ICD-10-CM codes covering external causes of injury, such as car accidents, poisoning, and homicide, are included in E-codes.


A part of CPT codes known as E&M is used to represent the evaluation and management of patients’ health. E&M includes the codes for visits to the doctor’s office and emergency room appointments, for example. Despite being out of order numerically, E&M can be found at the beginning of the CPT manual. Codes 99201 – 99499 are used for E&M services.


More than a century ago, the International Classification of Diseases was established as a set of medical diagnostic codes. Diseases and injuries can be described using ICD codes, which are still in use by the WHO. ICD-10-CM (see “Clinical Modification”) is the current standard. Numeric or alphanumeric ICD codes are used. To define the damage or sickness, they often follow with a decimal point and two to four characters, depending on the code set. These characters give extra information about the manifestation and/or location of the disease.


When a process code is supplemented with a modifier code, which is a two-character code indicating an important modification, it does not alter the procedure’s definition. Alphanumeric modifiers are used with CPT codes, while numeric modifiers are used with HCPCS codes. An additional hyphen-delimited field is added to each procedure code to provide more information about that process, such as its Medicare eligibility status, as well as a wide range of other critical details. Using the CPT modifier -51, for example, payers are informed that this procedure was part of a series of procedures. To indicate a bilateral procedure that was solely conducted on the left side, the HCPCS modifier –LT is used.


Modifiers cannot be added to certain CPT codes. The CPT manual’s appendices provide a brief list like this.


The Centers for Disease Control and Prevention. Clinical ICD code revisions and annual updates are created and published by the NCHS, a federal government body tasked with keeping track of health-related data.


The study of disease and how it spreads and what may be done to prevent it.

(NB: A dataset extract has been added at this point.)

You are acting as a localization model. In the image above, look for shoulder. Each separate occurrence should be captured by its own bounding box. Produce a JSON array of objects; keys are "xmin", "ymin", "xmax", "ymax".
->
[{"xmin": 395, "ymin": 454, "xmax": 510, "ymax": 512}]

ICD code subcategories describe the digits following the decimal point. This digit provides further information about the nature of the sickness or injury, as well as the location or manifestation of that illness or injury.


A subcategory in ICD codes comes before the subclassification. As the subcategory is further subdivided into subclasses, more details about the manifestation, severity, and/or location are revealed. ICD-10-CM has a subclassification that identifies which visit this is for the doctor—whether this is a first medication for the ailment, a follow-up, or the diagnosis of a condition that is the outcome of a past accident or disease. Subclassification characters in ICD-10-CM may have up to three characters.


Procedures that only deal with the technical aspects of a medical process, without regard to the interpretive or professional aspects The administration of a chest X-ray may be included in a technical component, but the evaluation of that X-ray for disease or abnormality is not.


International Organization for Health Organization. These codes are created by this United Nations-affiliated agency, which is responsible for overseeing their creation and is one of the most renowned organizations in worldwide health.


These codes indicate situations in which a patient seeks medical attention despite no apparent damage or illness. A patient may seek medical attention as a result of a history of illness in the patient’s immediate family.


It is common for medical coders, healthcare providers, billers, and insurance workers to use medical coding terminology to interpret medical codes and guarantee that a patient’s experience with health services is as seamless as possible.